There are many different types of life insurance policies, each with its own advantages and disadvantages. Some are very straightforward, while others offer more flexibility and potential for cash accumulation. For example, whole life insurance can build up a cash value component that grows at a guaranteed rate. It can also include flexible premium payments and death benefits, although you may need to pay for additional costs, such as medical underwriting and charges. Another option is variable universal life, which allows you to change your premium payments and death benefit, within certain limits.

The type of life insurance you choose will depend on your goals and needs. Ideally, it should cover all the expenses that will be left behind when you die. These expenses may include debts, mortgage and children’s education. You can calculate your needs by adding up all the things you want to be paid for in the event of your death and subtracting any savings you have, as well as the income that you are expected to generate from other sources.

It is important to conduct a regular review of your life insurance policy. This is especially true after major life events, such as a divorce, birth, or job loss. It is also a good idea to check the names and contact information of your beneficiaries to make sure they are still correct.

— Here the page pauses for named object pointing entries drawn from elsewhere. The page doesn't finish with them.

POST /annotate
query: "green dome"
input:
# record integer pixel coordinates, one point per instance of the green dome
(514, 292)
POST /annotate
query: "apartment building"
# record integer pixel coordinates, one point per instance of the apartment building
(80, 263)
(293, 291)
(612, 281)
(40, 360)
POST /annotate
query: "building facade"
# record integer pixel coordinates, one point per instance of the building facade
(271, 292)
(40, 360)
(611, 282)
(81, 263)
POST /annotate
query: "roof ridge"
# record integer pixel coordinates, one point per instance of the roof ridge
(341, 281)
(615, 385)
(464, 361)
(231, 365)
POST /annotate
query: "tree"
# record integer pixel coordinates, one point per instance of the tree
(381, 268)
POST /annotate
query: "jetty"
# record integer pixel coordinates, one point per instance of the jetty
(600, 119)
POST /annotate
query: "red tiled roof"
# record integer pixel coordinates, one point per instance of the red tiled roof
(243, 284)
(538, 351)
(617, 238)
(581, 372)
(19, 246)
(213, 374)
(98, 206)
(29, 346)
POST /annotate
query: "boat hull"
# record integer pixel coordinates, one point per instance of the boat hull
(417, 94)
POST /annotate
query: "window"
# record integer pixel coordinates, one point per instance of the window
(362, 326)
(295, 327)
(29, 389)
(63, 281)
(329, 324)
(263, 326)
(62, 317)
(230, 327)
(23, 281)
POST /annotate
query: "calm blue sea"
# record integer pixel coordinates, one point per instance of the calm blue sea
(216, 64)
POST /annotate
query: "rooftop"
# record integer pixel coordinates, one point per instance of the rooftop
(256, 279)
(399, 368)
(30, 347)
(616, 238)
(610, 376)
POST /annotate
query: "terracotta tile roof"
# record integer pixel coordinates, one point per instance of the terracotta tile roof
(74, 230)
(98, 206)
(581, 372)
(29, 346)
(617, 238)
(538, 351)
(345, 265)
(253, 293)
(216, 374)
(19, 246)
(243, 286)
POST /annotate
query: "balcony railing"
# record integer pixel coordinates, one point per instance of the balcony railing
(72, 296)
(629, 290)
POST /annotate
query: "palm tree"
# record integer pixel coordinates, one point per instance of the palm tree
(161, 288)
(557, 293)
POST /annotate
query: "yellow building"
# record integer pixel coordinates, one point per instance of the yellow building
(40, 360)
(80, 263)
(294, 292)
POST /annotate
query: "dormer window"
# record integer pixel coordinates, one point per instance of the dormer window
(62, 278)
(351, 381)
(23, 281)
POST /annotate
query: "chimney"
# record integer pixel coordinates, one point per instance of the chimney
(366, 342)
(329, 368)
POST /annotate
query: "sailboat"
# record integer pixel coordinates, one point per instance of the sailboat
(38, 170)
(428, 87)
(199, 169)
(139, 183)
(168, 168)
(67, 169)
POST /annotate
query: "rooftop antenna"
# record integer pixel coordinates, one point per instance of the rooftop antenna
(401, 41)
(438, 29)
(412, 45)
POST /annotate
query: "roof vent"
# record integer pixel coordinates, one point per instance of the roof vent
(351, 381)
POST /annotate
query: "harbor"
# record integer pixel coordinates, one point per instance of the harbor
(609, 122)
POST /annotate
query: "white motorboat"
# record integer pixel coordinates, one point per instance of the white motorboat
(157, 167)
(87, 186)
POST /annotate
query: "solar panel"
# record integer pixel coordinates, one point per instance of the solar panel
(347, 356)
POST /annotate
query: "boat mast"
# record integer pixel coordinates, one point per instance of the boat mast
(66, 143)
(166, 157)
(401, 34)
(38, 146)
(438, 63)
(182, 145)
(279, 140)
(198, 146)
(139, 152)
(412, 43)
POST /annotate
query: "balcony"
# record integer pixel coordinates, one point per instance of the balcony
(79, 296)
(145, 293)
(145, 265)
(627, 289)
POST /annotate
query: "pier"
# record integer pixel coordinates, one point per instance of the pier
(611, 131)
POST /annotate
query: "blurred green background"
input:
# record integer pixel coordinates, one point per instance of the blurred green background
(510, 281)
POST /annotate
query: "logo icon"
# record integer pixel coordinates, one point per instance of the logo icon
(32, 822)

If you need a larger death benefit, you can buy additional life insurance coverage. This is known as a paid-up addition (PUA). You can purchase this by using the proceeds from your dividends, which earn interest at a specified rate. However, you must remember that outstanding loans will reduce the death benefit.

You can also borrow against your policy’s cash value. This is an excellent option if you need the money for an emergency expense or to fund your retirement. However, be careful, as you will have to repay the loan plus the interest. In the event of a default, the insurer will deduct the outstanding loan balance from your death benefit.

You can also purchase a split-dollar life insurance policy, which provides flexibility to choose beneficiaries from a list of options. In addition to the standard beneficiary option, you can also name a contingent beneficiary, who will receive your death benefit if the primary beneficiary passes away before you do.